Driton Selmani at Museum of Contemporary Art Skopje (MoCA)


Driton Selmani’s site-specific interventions, drawings, and typographic sculptures incorporate simplified figuration, vivid colors, and text to express aspects of his everyday experience, from his personal life to popular culture and politics.

This exhibition takes its title from Selmani’s site-specific work The Barking of the Clouds Does Not Hurt the Dogs, 2022, a riff on both Charles Baudelaire and a Berber proverb. Installed on the roof of the museum’s atrium, the typographic sculpture is set against the sky above a pile of broken glass. The ever-shifting cloudscape provides a context and animates the text, but the real thrust of the piece is semiotic.

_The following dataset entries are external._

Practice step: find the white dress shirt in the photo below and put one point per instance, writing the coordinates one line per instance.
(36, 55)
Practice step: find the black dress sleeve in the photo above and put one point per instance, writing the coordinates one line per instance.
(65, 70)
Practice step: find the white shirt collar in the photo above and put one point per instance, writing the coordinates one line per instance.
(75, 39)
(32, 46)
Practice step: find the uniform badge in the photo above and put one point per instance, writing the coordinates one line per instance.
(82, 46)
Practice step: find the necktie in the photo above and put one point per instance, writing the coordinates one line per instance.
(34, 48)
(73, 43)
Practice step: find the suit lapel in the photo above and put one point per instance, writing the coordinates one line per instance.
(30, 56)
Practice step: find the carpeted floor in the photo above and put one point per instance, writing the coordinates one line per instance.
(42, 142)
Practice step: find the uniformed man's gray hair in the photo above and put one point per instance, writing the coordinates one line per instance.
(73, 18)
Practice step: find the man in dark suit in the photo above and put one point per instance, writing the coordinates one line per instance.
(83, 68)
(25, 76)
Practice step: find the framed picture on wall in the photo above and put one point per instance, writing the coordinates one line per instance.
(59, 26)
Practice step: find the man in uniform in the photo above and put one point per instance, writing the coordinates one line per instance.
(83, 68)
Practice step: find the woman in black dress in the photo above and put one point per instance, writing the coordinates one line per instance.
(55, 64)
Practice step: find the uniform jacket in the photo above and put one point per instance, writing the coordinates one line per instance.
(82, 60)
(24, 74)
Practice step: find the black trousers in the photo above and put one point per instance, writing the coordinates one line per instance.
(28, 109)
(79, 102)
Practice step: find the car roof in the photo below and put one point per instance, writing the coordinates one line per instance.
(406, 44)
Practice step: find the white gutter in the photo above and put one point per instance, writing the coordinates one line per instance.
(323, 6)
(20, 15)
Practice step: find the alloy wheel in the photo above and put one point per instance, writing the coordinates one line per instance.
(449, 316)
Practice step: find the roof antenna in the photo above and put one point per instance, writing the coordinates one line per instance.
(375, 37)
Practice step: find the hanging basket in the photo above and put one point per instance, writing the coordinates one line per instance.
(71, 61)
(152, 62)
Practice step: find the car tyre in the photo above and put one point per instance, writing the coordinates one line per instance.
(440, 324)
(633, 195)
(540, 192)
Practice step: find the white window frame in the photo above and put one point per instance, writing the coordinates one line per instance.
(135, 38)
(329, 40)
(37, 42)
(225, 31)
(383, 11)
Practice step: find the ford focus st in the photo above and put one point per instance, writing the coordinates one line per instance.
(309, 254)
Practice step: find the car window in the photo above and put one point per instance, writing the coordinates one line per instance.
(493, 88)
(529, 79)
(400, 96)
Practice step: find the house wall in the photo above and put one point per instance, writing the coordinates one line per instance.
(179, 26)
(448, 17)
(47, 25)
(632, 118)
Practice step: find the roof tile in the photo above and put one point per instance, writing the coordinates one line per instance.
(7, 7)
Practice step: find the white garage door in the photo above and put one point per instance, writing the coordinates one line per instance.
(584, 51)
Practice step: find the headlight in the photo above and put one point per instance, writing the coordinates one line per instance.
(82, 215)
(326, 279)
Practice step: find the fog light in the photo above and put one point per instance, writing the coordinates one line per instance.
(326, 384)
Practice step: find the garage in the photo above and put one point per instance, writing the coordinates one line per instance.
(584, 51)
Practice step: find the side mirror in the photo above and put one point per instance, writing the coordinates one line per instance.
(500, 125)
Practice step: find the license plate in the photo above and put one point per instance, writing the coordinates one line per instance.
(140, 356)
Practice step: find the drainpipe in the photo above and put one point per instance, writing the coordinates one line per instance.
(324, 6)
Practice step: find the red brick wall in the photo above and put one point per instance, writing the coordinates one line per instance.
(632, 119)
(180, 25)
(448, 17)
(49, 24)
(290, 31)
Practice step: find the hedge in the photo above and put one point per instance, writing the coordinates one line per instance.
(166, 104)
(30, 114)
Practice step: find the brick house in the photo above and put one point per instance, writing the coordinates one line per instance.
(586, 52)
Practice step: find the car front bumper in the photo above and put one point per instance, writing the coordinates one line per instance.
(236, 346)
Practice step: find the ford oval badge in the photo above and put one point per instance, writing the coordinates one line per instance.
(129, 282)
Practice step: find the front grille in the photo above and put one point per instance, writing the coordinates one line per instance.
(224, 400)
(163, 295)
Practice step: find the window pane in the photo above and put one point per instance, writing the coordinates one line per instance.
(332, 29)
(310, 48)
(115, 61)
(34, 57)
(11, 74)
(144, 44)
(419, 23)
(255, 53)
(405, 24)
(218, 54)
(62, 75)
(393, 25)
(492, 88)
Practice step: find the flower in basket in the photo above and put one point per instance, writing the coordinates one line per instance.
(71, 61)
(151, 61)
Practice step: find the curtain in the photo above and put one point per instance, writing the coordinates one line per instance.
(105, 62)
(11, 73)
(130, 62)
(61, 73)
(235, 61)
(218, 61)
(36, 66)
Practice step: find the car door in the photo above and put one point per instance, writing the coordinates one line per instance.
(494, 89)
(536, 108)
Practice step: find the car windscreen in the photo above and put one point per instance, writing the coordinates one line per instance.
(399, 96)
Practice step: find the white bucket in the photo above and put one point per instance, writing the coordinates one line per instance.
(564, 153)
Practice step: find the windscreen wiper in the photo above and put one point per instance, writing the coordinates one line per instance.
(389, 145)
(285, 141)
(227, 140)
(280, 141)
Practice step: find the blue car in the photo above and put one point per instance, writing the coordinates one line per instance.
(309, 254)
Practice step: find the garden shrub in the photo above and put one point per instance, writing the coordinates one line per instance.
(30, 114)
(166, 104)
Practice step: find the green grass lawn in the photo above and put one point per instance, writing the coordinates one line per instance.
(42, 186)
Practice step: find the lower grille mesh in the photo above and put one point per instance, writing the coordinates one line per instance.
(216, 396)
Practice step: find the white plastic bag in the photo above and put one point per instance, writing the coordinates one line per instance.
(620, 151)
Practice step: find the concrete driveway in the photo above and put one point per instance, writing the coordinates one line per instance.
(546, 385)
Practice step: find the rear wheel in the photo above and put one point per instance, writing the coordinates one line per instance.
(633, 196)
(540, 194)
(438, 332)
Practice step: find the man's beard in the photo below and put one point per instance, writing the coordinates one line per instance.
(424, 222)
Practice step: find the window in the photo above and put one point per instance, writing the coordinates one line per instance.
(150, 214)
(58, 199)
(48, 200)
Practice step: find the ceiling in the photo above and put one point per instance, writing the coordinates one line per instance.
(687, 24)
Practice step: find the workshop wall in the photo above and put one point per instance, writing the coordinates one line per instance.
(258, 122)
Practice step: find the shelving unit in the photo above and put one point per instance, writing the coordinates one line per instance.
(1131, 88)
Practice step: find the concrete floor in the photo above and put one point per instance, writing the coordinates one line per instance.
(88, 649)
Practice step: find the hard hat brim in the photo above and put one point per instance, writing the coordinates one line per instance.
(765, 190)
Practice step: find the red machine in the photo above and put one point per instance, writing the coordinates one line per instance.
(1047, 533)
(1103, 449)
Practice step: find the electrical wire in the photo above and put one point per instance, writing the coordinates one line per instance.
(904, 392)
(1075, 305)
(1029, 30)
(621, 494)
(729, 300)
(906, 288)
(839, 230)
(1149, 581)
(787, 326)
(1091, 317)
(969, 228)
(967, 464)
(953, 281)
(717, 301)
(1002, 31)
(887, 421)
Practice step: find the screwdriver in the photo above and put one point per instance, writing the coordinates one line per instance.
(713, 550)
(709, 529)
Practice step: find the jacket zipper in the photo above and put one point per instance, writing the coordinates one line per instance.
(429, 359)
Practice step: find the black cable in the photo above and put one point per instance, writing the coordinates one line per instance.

By attributing the qualities of a dog to the clouds, the artist inhabits a poetic terrain resignifying both and wittily affecting the representational relation between word and image.

“Love Letters,” 2018–, an ongoing series of drawings on found plastic bags, sketches out alternative forms of domesticity and ecopolitics. The series as a whole draws from the transactional dimension of the artist’s relationship with his partner; following the birth of a child, what was once an exchange of romantic text messages gave way to long shopping lists for household needs. The selection of bags on display here reflects on the artist’s present insecurities and concerns about revisionist tendencies in light of fake news. The texts employ narrative elements that often poke fun at hope and hopelessness, superficiality and depth. While the humor risks rendering these messages meaningless, it also provides a relatable way of responding to and coping with the events of today. Written with black marker, the inscribed messages range from “Our past is our common future” to the direct, but no less cryptic, “Fake but true” (a nod to the city’s disastrous “Skopje 2014” urban-planning makeover). The plastic bag is not only the medium through which Selmani vocalizes his hesitations, but also—given that the material of these durable “disposable” goods is costly to recycle and takes years to decompose—ironically the safest way to preserve the artist’s “love letters” for the distant future.